My third thought, though, is that this could well end up being a real education for some of the participants. Four Phase I compounds out of twenty development candidates – it’s hard to say if that’s optimistic or not, because the criteria for something to be considered a development candidate can be slippery. And that goes for the drug industry too, I hasten to add. Different organizations have different ideas about what kinds of compounds are worth taking to the clinic, and those criteria vary by disease area, too. (Sad to say, they can also vary by time of the year and the degree to which bonuses are tied to hitting number-of-clinical-candidate goals, and anyone who’s been around the business a while will have seen that happen, to their regret).

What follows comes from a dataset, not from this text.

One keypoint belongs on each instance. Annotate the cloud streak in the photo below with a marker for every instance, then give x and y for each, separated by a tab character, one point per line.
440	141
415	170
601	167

It’ll be interesting to see how many people apply for this; the criteria look pretty steep to me:
Applicants must have available small-molecule compounds with strong evidence of disease-related activity and the potential for optimization through iterative medicinal chemistry. Applicants must also be able to conduct bioactivity and efficacy testing to assess compounds synthesized in the development process and provide all pre-clinical validation for the desired disease indication. . .This initiative is not intended to support development of new bioactivity assays, thus the applicant must have in hand well-characterized assays and models.
Hey, there are small companies out there that don’t come up to that standard. To clarify, though, the document does say that “Evaluation of the approach should focus primarily on the rationale and strengths/weaknesses of proposed bioactivity studies and compound “druggability,” since all other drug development work (e.g., medicinal chemistry, PK/tox, phase I clinical testing) will be designed and implemented by NIH-provided consultants and contractors after award”, which must come as something of a relief.
What’s interesting to me, though, is that the earlier version of this RFA (from lsat year) had the following language:
The ultimate goals of this Neurotherapeutics Grand Challenge are to produce at least one novel and effective drug for a nervous system disorder that is currently poorly treated and to catalyze industry interest in novel disease targets by demonstrating early-stage success.
That’s missing this time around, which is a good thing. If they’re really hoping for a drug to come out of four Phase I candidates in poorly-treated CNS disorders, then I’d advise them to keep that thought well hidden. The overall attrition rate in the clinic in CNS is somewhere around (and maybe north of) 90%, and if you’re going to go after the tough end of that field it’s going to be even steeper.